# Fans...



## evL (Apr 15, 2012)

Hello Folks... 

I have done some searching, have some ideas, but I thought I might ask opinions on Fans 
for use in a fume hood. I have read a lot of posts here on fume hoods, good ones I might 
add, but would like to hear some detail in regards to the fans involved. I like the idea of 
a belt driven Fan, to keep the motor out of harms way. And as well made of plastic. 
Also has anyone tried the venturi method of venting? 

Thanks for your time.

[][][]


----------



## philddreamer (Apr 15, 2012)

Hi Evl!

There's some information here:

http://goldrefiningforum.com/phpBB3/viewtopic.php?f=49&t=10979&hilit=venturi#p106788

Take care!

Phil


----------



## glondor (Apr 15, 2012)

I tried the venturi method. I could NOT get it to work. Waste of time.


----------



## evL (Apr 15, 2012)

Well thanks Philddreamer, that was a good read. I was able to pick up some 
great thoughts that had not occurred to me before. 
And yes Glondor, I am a little skeptical of the venturi idea but I must say 
that I am going to give it a shoot. From the link provided by Philddreamer 
I picked up a few things that I was doing wrong with the venturi experiment 
I have been working on. Anyhow we'll see how it goes. I have a fan that will 
move 5,500 cfm. Outrageous yes, it's a great fan. Anyhow in situating that 
device correctly I think I can pull off the venturi. The key thing I just learned 
was running the smaller pipe inside of the Wye a little further than I had 
thought. 

Of course this is just one aspect of getting into this hobby. I have much 
much more reading to do. Slowly putting things together, one step at 
a time. 

I am on three acres and could very well do things out of doors but I am 
inhibited by a winter that lasts from Halloween to Easter. Hi Hi... 

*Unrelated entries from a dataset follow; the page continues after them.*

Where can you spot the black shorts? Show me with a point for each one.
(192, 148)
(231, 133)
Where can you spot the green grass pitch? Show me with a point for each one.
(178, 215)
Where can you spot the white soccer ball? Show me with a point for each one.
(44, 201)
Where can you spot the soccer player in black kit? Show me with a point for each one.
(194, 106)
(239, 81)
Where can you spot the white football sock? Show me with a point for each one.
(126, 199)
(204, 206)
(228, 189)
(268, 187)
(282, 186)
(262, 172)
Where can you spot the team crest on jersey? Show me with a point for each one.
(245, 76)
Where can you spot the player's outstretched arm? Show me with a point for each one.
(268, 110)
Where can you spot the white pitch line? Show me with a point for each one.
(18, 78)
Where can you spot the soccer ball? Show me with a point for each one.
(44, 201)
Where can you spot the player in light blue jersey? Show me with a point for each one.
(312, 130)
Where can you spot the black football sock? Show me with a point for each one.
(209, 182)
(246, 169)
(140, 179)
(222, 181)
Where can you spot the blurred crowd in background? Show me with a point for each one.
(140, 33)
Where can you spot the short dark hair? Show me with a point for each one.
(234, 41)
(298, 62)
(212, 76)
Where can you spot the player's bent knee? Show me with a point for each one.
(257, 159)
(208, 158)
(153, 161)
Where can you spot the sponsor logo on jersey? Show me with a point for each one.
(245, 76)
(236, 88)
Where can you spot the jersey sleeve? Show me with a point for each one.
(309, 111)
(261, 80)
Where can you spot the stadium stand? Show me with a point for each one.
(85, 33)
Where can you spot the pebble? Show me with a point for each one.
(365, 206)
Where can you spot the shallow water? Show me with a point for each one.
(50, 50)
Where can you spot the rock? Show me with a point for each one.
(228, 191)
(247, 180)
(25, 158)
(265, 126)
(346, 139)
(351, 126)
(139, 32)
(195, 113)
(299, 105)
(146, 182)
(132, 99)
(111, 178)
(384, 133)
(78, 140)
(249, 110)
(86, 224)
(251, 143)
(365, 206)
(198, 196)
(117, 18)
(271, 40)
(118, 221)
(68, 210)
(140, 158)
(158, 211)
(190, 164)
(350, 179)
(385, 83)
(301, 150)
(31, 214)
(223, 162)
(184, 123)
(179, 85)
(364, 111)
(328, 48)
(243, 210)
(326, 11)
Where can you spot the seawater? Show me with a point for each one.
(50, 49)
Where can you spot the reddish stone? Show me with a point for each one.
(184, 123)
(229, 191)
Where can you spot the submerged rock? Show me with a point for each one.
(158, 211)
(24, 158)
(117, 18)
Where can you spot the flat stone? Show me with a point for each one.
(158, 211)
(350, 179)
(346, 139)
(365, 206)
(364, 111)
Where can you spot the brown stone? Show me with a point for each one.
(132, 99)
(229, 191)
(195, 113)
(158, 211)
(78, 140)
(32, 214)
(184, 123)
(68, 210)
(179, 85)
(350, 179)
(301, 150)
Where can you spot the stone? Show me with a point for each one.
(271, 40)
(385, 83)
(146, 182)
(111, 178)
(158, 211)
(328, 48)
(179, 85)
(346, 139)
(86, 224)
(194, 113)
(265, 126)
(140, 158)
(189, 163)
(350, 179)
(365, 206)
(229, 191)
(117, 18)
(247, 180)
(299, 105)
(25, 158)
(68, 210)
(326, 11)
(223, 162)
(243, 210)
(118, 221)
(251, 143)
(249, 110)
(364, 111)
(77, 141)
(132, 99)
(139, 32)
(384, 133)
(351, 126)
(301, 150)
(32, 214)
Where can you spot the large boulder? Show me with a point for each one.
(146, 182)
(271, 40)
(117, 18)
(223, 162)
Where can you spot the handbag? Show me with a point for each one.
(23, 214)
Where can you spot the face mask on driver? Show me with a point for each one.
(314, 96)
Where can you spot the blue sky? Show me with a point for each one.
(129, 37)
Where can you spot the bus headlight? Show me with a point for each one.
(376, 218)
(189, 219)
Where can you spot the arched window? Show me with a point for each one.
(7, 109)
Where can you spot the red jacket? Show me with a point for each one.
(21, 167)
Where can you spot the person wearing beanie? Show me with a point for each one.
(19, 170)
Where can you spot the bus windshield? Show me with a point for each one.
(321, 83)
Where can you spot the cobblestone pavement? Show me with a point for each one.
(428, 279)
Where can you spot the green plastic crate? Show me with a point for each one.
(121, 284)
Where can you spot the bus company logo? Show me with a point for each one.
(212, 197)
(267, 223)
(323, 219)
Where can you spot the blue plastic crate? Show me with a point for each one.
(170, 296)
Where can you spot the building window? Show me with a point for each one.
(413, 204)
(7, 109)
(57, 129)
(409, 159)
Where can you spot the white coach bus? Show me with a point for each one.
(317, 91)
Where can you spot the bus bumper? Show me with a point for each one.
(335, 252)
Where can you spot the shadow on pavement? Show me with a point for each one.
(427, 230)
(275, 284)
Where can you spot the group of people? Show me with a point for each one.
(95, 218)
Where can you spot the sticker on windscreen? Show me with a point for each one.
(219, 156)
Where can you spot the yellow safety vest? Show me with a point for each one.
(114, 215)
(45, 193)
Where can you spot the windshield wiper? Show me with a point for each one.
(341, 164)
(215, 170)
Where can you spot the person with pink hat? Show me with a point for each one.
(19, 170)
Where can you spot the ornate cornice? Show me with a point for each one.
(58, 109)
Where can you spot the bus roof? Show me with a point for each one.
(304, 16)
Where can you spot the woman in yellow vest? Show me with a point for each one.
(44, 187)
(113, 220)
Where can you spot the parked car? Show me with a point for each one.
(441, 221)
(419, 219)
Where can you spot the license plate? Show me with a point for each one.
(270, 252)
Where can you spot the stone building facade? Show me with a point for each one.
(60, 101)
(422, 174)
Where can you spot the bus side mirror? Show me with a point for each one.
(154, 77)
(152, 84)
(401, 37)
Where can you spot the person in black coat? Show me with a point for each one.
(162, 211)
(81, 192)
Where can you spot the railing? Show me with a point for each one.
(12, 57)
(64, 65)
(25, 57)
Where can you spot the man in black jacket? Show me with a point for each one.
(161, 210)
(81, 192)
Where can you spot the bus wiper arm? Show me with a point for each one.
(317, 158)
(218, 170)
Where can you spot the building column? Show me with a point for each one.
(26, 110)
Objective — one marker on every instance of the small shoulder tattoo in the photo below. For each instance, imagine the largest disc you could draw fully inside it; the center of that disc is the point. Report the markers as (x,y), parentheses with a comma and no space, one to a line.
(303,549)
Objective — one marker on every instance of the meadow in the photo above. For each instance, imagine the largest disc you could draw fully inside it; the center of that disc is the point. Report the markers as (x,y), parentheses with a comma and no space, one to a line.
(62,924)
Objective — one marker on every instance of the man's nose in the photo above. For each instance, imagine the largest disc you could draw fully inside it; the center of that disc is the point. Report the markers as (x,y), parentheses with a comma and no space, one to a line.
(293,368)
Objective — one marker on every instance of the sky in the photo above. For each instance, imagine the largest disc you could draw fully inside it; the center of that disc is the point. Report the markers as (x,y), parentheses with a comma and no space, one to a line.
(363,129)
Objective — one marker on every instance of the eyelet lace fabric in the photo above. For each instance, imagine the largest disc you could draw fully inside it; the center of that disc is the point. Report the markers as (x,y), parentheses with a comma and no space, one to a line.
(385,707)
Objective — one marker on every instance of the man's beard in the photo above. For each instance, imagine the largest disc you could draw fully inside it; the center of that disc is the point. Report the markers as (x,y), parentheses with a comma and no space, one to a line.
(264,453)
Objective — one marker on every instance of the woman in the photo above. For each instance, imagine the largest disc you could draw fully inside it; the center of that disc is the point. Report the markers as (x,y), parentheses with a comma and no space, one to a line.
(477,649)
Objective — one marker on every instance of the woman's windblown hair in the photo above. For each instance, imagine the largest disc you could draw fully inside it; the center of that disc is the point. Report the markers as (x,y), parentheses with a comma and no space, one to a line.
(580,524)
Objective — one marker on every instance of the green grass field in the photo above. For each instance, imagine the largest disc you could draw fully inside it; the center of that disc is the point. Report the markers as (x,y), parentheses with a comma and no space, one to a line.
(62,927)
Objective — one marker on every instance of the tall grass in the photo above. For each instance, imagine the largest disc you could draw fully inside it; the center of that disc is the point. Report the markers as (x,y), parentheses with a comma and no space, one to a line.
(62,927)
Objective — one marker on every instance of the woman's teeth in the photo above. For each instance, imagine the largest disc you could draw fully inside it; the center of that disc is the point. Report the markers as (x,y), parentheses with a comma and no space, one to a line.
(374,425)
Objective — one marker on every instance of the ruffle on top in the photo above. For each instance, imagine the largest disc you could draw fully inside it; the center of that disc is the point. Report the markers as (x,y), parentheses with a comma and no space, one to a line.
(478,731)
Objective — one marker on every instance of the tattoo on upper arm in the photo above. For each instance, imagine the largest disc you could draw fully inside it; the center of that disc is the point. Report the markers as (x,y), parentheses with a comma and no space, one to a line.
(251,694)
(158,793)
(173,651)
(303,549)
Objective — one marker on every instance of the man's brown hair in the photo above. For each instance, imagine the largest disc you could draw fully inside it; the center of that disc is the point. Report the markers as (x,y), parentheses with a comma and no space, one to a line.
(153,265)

Thanks for the info guys... This is a nice place to be... 

[][][]


----------



## MysticColby (Apr 16, 2012)

So, while searching for a fan for my fume hood, I just came across 'bilge blower'. These seem almost too good to be true for our needs. They are used to suck air out of the engine room on ships. Snippet of info:
"The material that is used for making a bilge blower is mainly plastic. The vents through which the fumes are blown out are made of either plastic or rubber. The main reason plastic and rubber are used is because they are resistant to fire and fumes. The corrosion of the bilge blower due to the exhaust fumes is prevented by using materials like rubber and plastic."
They also have features like 'no spark', and I feel they would want to keep the air as separated from the motor as possible. Some are centrifugal-style, some are fan-style. They seem to be somewhere around 100-300 CF/M (perfect for smaller hoods)
has anyone thought to use these before?


----------



## evL (Apr 16, 2012)

Now that sounds interesting... 
I'll do some searching myself on the 'bilge blower' but 
if you wish to share some links that would be great too. 
Nice idea/find on your part. 

[][][]


----------



## NobleMetalWorks (Apr 16, 2012)

evL said:


> Hello Folks...
> 
> I have done some searching, have some ideas, but I thought I might ask opinions on Fans
> for use in a fume hood. I have read a lot of posts here on fume hoods, good ones I might
> ...



Where are you planning on venting the gasses? Have you thought about a wet fume scrubber? You could use a fume scrubber and reaction vessel or vessels that would take away your fumes and scrub them before going into your vent. Depending on how well your system is designed, and runs, you could potentially be venting air that is over 90% clean, or better. You might want to give this link a read.

http://goldrefiningforum.com/phpBB3/viewtopic.php?f=40&t=9115&hilit=fume+scrubber


----------



## MysticColby (Apr 17, 2012)

pretty much all I have so far is the name  after that, it's just results from searches for that name on amazon/ebay.

on a similar note, they also have bilge blower vent hose, which is also made of various types of plastic (for those that want flexible exhaust capabilities)


----------



## etack (Apr 18, 2012)

this is also a good post for pics.

http://goldrefiningforum.com/phpBB3/viewtopic.php?f=60&t=9722&start=40

I mentioned the bilge fan and didn't much feed back I always thought it would work

Eric


----------



## evL (Apr 18, 2012)

Holly Mackerel Mr. SBrown, now that was some good reading. Thank you. 

I'll be going back to reading than again I know it. [ Getting through Hoke as well ] 
I'm collecting goods, reading, and getting as prepared as I can for the first small 
procedures. Hence all this 'fan' stuff I am inquiring about. Like I mentioned before, 
plenty of room outdoors for this, but not eight months out of the year when it is 
prone to freezing. Setting up the stage is something that should be thought out. 
I would like to take a month off from work and spend it in that building out in 
the back of the property...

Funny as well, I found an interesting read here on the board and I really need to 
investigate this computer junk that I come across quite frequently before just 
throwing it away. So now Chip investigation is something else that is bugging me 
to look into. CPU's yes, but read up on the possibility of other 'chips'. Ok, getting 
off the subject of this post, I apologize... 

MysticColby, I figured as much and we're looking into it. Etack, picking up what you said. 
I appreciate your input. 

[][][]


----------